Eya, âgée de 28 ans et d'origine algérienne elle aussi, est voilée depuis cinq ans. Titulaire d'un BTS tourisme, elle a choisi de s'adapter à ses employeurs. "Les savants [religieux musulmans] ont expliqué qu’il était possible pour les personnes qui ne vivent pas en terre d’islam de travailler sans le voile. J'ai d'abord travaillé chez un croisiériste et là, j'enlevais mon voile. Puis j'ai été embauchée par un voyagiste qui organise les pèlerinages à La Mecque. Mon patron est un imam donc je peux évidemment travailler voilée ! Mais si j'ai envie de changer, je suis de nouveau prête à retirer mon hijab", explique-t-elle.
Si on fait le choix de ne pas enlever le voile, il faut accepter d’être mère au foyer toute sa vie.
L'obligation de se couvrir les cheveux pour une femme figure-t-elle dans le Coran ? Un verset leur recommande de "se couvrir de leurs voiles" pour ne pas être "offensées". Sans préciser quelle partie du corps. "Dans le droit musulman, il y a un consensus chez les docteurs de la loi coranique autour du fait que le voile est obligatoire pour la femme. Mais étant donné qu'il s'agit d'une interprétation et non d'un verset du Coran, on a le droit de la questionner", estime Samia, une ancienne professeure d'histoire âgée de 31 ans, désormais coordinatrice européenne de la Foundation for Ethnic Understanding, une ONG qui œuvre à l'amélioration des relations entre les populations juives et musulmanes. Non voilée, cette Franco-Tunisienne au "style de hipster assumé" estime que cela ne ferait pas d'elle "une meilleure musulmane si elle le portait."

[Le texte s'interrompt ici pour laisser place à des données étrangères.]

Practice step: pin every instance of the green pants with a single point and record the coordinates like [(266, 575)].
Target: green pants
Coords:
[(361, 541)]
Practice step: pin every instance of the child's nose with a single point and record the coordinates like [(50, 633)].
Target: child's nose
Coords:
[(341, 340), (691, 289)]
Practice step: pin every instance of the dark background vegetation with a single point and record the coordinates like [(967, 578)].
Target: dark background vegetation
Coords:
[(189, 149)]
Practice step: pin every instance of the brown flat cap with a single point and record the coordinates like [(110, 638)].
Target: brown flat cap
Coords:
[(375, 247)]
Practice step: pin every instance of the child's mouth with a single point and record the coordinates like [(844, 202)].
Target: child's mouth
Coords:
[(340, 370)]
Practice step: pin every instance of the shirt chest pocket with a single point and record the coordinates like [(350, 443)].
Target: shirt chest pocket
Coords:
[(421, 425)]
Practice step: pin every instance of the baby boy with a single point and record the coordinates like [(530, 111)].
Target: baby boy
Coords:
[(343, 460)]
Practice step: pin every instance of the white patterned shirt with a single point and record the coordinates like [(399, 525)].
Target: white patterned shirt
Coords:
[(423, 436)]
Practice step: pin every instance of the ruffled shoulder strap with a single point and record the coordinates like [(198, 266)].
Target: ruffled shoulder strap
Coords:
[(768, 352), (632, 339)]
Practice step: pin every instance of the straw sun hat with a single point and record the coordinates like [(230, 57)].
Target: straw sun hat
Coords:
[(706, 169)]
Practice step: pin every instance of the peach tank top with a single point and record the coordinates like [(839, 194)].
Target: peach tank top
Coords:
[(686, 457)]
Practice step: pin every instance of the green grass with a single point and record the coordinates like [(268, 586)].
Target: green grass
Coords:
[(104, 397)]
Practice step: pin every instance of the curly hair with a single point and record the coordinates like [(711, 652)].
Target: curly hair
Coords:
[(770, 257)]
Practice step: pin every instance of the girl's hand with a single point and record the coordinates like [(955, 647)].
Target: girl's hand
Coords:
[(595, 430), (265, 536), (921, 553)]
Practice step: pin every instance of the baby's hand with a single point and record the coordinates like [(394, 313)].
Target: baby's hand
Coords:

Sarah, une Toulousaine de 32 ans, ne porte pas non plus le voile. Née en France de parents d'origine algérienne, cette musulmane n'en ressent "pas le besoin" et considère que ça n'est "pas obligatoire". Mais elle part "du principe qu’à partir du moment où le voile est un choix, où il y a un consentement éclairé, ça ne pose pas de problème. Et si c’est un libre choix, on ne peut pas prétendre vouloir libérer la personne. Notre élite politique devrait sortir de sa mentalité colonialiste", lâche cette thésarde, qui prépare un doctorat sur la liberté de religion en France et au Canada.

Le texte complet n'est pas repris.